改訂新版 世界大百科事典 「使徒教父」の意味・わかりやすい解説
使徒教父 (しときょうふ)
Apostolic Fathers
〈使徒後教父〉とも呼ばれる。この名称は17世紀にフランス人コトリエJ.B.Cotelierが,彼の著書に冠した表題に発し,今日に至っている。伝統的には〈使徒たちの教えを受けた教父たち〉という意味で用いられている。
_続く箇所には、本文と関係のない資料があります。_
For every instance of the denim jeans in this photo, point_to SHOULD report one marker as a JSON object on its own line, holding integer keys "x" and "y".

初期においては《バルナバの手紙》《クレメンスの第1の手紙》《クレメンスの第2の手紙》《ヘルマスの牧者》《イグナティオスの手紙》《ポリュカルポスの手紙》《ポリュカルポスの殉教》の7書のみが含まれていたが,19世紀になってから新たに《パピアスの断片》《クアドラトゥスの断片》《ディオグネトスへの手紙》《ディダケー》が加えられた。
これらのうち《ディオグネトスへの手紙》のみは,本来護教文学と呼ばれる一連の文書に属するのであるが,11章1節で著者が自分のことを〈使徒たちの弟子〉と呼んでいるために使徒教父文書に入れられたと思われる。他の9文書について見ると,もっとも早く書かれた《クレメンスの第1の手紙》は後96年であり,もっとも遅い《ヘルマスの牧者》は140年ころ成立したと考えられる。そうだとすれば,この年代は新約文書中の後期のものと重なっているわけで,その意味では使徒教父文書と新約文書との関係はきわめて密接であるというべきである。したがって新約研究にとって使徒教父文書は不可欠であるだけではなく,使徒教父文書の研究のためにも新約文書は絶えず用いられる必要がある。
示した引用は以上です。